# The use of rubber bands?



## lovemytobi (Apr 21, 2005)

I have seen some pictures of maltese with the rubbers bands in their hair around their mouth and on top of the head in bunches. Why do they do that?


----------



## Brinkley & Neyland's Mom (Jun 14, 2004)

I think the ones around their face/mouth are to keep the hair clean and dry when they are in long coats...but just my thinking...


----------



## LexiAndNikkisMom (Apr 13, 2004)

Are you taking about this?


----------



## lovemytobi (Apr 21, 2005)

> _Originally posted by Lexi's Mom_@Apr 27 2005, 08:33 AM
> *Are you taking about this?
> 
> 
> ...


[/QUOTE]


No, I think that is called crackering? It is suppose to make the hair grow longer. JMM has a website for her maltese at www.jamimaltese.com and shows the maltese named Mickey with pictures of rubber bands on top of his head and around the mouth. I don't know who to post a picture yet in the body of this reply, so I can't show you.


----------



## Pippinsmom (Nov 29, 2004)

It's actually called wrapping, not crackering. The rubber bands are just one way to keep the hair out of the dog's eyes and to make sure that his beard hair does not get dirty and/or accidentally chewed on. It doesn't make the hair grow longer, it helps to keep the hair up and out of the way so it doesn't break.


----------



## jmm (Nov 23, 2004)

Banding the face hair does two things:

1. Keeps it out of stuff.

2. Keeps it from breaking off. 

Jonathan likes to rip at Mikey's face hair, so I often keep Mikey's face banded. 

Multiple bands in the top knot is just practicality. When it gets to a certain length, you need to band multiple sections to hold it all back.

Wrapping, if the dog leaves them in and it is done right, encourages coat growth because it saves the ends of the coat. Many dogs like it and don't mind it at all as it is sort of like a puppy cut without the clipping. For many show dogs who damage their hair running around, wrapping protects it. 

Lemme get a picture of M partially wrapped...

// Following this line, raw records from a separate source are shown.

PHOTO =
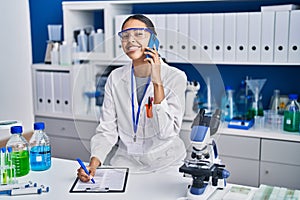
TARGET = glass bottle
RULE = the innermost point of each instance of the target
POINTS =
(292, 114)
(40, 149)
(228, 105)
(20, 153)
(275, 101)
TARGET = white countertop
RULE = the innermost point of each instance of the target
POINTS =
(163, 185)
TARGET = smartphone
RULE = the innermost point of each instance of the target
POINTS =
(153, 41)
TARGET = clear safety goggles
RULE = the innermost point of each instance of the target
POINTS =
(136, 33)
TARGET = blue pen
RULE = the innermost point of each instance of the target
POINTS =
(85, 169)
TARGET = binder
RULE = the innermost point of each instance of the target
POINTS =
(183, 37)
(172, 37)
(267, 36)
(40, 92)
(48, 84)
(281, 36)
(194, 37)
(206, 37)
(254, 41)
(242, 37)
(66, 93)
(218, 37)
(294, 37)
(57, 92)
(120, 55)
(160, 21)
(229, 36)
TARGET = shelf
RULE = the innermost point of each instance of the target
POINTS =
(260, 133)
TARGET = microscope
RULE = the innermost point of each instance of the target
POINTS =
(204, 166)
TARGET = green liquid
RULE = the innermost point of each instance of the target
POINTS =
(21, 161)
(291, 121)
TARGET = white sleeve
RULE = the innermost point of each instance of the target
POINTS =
(106, 133)
(169, 113)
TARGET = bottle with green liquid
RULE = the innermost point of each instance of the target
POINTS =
(20, 151)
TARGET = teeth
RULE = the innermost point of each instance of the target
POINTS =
(133, 48)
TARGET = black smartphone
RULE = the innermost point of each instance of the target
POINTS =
(153, 41)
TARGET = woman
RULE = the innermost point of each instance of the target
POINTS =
(145, 86)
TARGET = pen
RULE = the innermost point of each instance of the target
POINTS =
(85, 169)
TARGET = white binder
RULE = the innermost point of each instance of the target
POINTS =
(282, 19)
(206, 37)
(172, 37)
(120, 55)
(48, 81)
(66, 93)
(218, 37)
(183, 37)
(267, 36)
(57, 88)
(254, 42)
(194, 37)
(229, 36)
(160, 21)
(294, 37)
(242, 37)
(40, 100)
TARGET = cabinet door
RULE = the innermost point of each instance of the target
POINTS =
(237, 146)
(242, 171)
(69, 128)
(281, 175)
(276, 151)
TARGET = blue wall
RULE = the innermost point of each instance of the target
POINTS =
(285, 78)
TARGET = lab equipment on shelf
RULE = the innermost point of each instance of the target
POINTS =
(228, 104)
(20, 151)
(204, 165)
(191, 104)
(40, 148)
(292, 114)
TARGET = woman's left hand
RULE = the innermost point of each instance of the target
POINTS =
(154, 60)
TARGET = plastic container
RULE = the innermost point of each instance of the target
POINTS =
(292, 114)
(20, 151)
(275, 101)
(40, 149)
(82, 40)
(242, 101)
(228, 104)
(91, 41)
(55, 54)
(99, 41)
(65, 54)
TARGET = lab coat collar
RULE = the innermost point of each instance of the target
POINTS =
(127, 71)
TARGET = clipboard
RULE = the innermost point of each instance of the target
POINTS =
(108, 180)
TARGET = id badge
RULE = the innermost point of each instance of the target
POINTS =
(135, 148)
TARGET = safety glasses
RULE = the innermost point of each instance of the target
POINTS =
(136, 33)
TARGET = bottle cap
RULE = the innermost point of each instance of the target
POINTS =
(39, 125)
(9, 149)
(293, 96)
(16, 129)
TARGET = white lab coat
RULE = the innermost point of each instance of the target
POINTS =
(158, 139)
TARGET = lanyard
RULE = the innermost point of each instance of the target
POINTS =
(135, 120)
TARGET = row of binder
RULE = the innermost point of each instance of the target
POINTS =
(53, 92)
(270, 36)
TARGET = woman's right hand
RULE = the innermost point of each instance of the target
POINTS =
(83, 176)
(94, 163)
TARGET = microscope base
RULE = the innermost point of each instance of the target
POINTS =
(207, 193)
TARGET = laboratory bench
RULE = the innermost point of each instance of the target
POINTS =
(256, 156)
(166, 184)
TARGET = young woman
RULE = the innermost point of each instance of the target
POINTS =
(143, 107)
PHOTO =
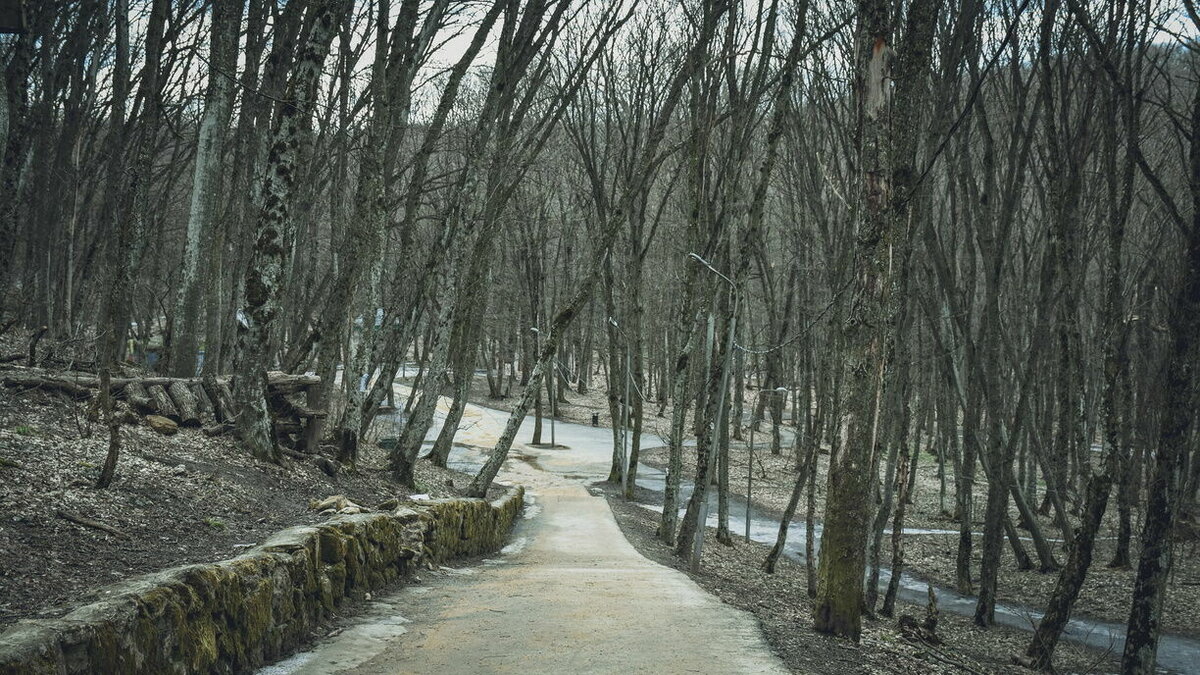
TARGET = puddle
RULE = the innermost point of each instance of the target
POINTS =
(355, 644)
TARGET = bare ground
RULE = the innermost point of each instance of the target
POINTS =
(1107, 593)
(784, 610)
(177, 500)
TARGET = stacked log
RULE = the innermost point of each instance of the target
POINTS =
(190, 401)
(185, 402)
(162, 402)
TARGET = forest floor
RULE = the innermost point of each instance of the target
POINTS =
(175, 500)
(784, 610)
(930, 556)
(1105, 595)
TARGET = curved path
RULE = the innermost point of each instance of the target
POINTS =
(570, 595)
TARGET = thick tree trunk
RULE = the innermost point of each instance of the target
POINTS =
(264, 274)
(841, 567)
(187, 322)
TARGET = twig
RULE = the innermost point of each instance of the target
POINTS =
(89, 523)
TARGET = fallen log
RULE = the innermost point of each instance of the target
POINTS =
(63, 386)
(162, 402)
(221, 407)
(217, 429)
(89, 523)
(138, 399)
(185, 402)
(202, 399)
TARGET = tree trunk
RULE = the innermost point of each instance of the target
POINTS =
(264, 274)
(187, 322)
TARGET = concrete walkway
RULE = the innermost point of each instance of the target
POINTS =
(570, 595)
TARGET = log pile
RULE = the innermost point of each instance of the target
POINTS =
(190, 401)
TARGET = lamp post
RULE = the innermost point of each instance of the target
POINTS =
(553, 389)
(624, 414)
(699, 543)
(754, 414)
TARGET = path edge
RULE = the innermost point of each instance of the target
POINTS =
(239, 614)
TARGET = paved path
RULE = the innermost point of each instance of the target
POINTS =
(570, 595)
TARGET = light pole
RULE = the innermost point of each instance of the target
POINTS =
(699, 543)
(624, 416)
(553, 388)
(754, 414)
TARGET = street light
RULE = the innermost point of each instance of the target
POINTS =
(624, 416)
(553, 388)
(750, 465)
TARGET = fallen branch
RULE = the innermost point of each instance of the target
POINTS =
(89, 523)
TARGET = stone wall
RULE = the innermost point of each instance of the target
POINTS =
(235, 615)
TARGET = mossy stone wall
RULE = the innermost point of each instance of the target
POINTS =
(235, 615)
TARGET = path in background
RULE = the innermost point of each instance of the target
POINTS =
(569, 595)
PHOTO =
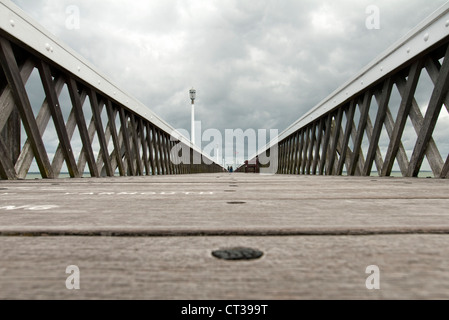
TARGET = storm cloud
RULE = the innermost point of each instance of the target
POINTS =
(254, 64)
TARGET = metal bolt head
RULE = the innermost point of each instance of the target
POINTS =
(237, 253)
(192, 94)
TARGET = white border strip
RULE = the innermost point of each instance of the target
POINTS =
(430, 31)
(18, 24)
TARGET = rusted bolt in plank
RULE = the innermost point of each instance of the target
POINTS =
(237, 253)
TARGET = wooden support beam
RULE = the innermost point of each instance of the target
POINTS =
(6, 165)
(136, 147)
(157, 155)
(364, 112)
(306, 149)
(417, 119)
(333, 150)
(317, 146)
(12, 73)
(96, 115)
(312, 144)
(112, 112)
(26, 157)
(150, 148)
(300, 148)
(144, 146)
(380, 119)
(325, 147)
(70, 125)
(82, 128)
(162, 157)
(439, 95)
(403, 113)
(345, 146)
(58, 119)
(125, 132)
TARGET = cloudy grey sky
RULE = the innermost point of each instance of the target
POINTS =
(255, 64)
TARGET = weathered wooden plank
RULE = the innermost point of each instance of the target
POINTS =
(20, 95)
(401, 119)
(58, 119)
(96, 116)
(356, 152)
(333, 150)
(380, 119)
(439, 95)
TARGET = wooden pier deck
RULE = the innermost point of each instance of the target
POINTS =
(152, 237)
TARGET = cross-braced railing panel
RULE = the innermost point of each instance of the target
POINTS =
(94, 134)
(380, 128)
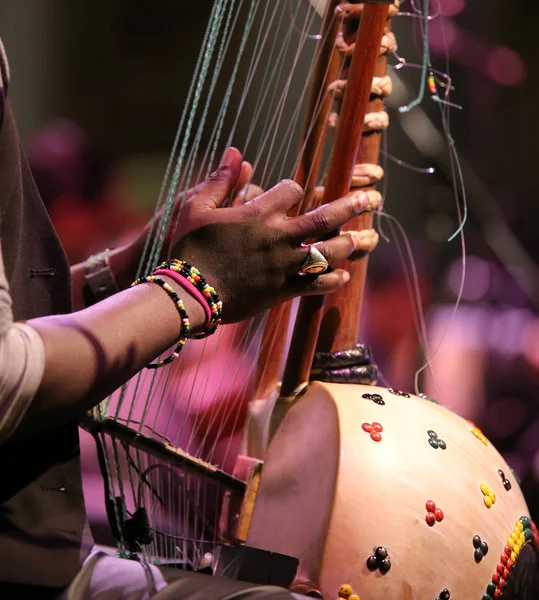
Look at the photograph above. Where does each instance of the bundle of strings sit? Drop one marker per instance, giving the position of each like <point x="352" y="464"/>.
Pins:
<point x="167" y="438"/>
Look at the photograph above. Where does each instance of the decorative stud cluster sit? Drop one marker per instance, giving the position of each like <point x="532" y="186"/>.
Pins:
<point x="479" y="435"/>
<point x="523" y="533"/>
<point x="347" y="593"/>
<point x="376" y="398"/>
<point x="379" y="561"/>
<point x="375" y="429"/>
<point x="435" y="441"/>
<point x="433" y="514"/>
<point x="398" y="393"/>
<point x="481" y="548"/>
<point x="489" y="497"/>
<point x="428" y="398"/>
<point x="505" y="481"/>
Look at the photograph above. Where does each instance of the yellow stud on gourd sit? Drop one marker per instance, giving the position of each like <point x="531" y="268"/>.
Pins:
<point x="345" y="591"/>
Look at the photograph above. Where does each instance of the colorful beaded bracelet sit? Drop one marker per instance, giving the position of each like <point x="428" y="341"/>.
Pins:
<point x="194" y="277"/>
<point x="183" y="316"/>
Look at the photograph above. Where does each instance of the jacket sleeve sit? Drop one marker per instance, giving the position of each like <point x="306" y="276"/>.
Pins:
<point x="22" y="353"/>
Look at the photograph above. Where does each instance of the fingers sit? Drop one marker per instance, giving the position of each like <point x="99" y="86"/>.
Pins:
<point x="215" y="192"/>
<point x="246" y="194"/>
<point x="340" y="247"/>
<point x="327" y="218"/>
<point x="280" y="200"/>
<point x="323" y="284"/>
<point x="245" y="176"/>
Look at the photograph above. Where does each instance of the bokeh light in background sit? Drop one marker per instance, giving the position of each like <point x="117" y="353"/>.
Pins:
<point x="505" y="67"/>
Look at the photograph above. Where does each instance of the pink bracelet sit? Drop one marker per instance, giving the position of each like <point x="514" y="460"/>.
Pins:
<point x="190" y="288"/>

Back half of him wrapped from a few years ago.


----------



## lovemytobi (Apr 21, 2005)

> _Originally posted by JMM_@Apr 27 2005, 10:42 AM
> *Banding the face hair does two things:
> 
> 1. Keeps it out of stuff.
> ...


[/QUOTE]




Thank you so much for the information. This is very interesting to me.


----------



## FannyMay (Nov 18, 2004)

Jackie, I think she wanted to see a picture of Mikey's face with the rubber bands on it. I know I have seen that one somewhere. Can you post that one? I think he might have had a french braid for a top knot too but I could be wrong.


----------



## jmm (Nov 23, 2004)

Banded top knot and face


----------



## Holliberry (Feb 5, 2005)

awww how gorgeous! All grown up yet eating a magic marker (just like a true puppy)! sweet









Do you remove those bands every night? Or is this something you only do on bath day or when doing something special? do you ever leave them in at night? just curious.


----------



## dhodina (Apr 1, 2005)

JMM what is your suggestion for lip hair? I don't know what else to call it its right above his top lip and it gets stuck on his tongue when he gives kisses. Tunder is constantly licking and when his tongue is out you see it flat on his tongue.


----------



## jmm (Nov 23, 2004)

I change all bands and redo the top knot daily when I brush. They stay in all night. 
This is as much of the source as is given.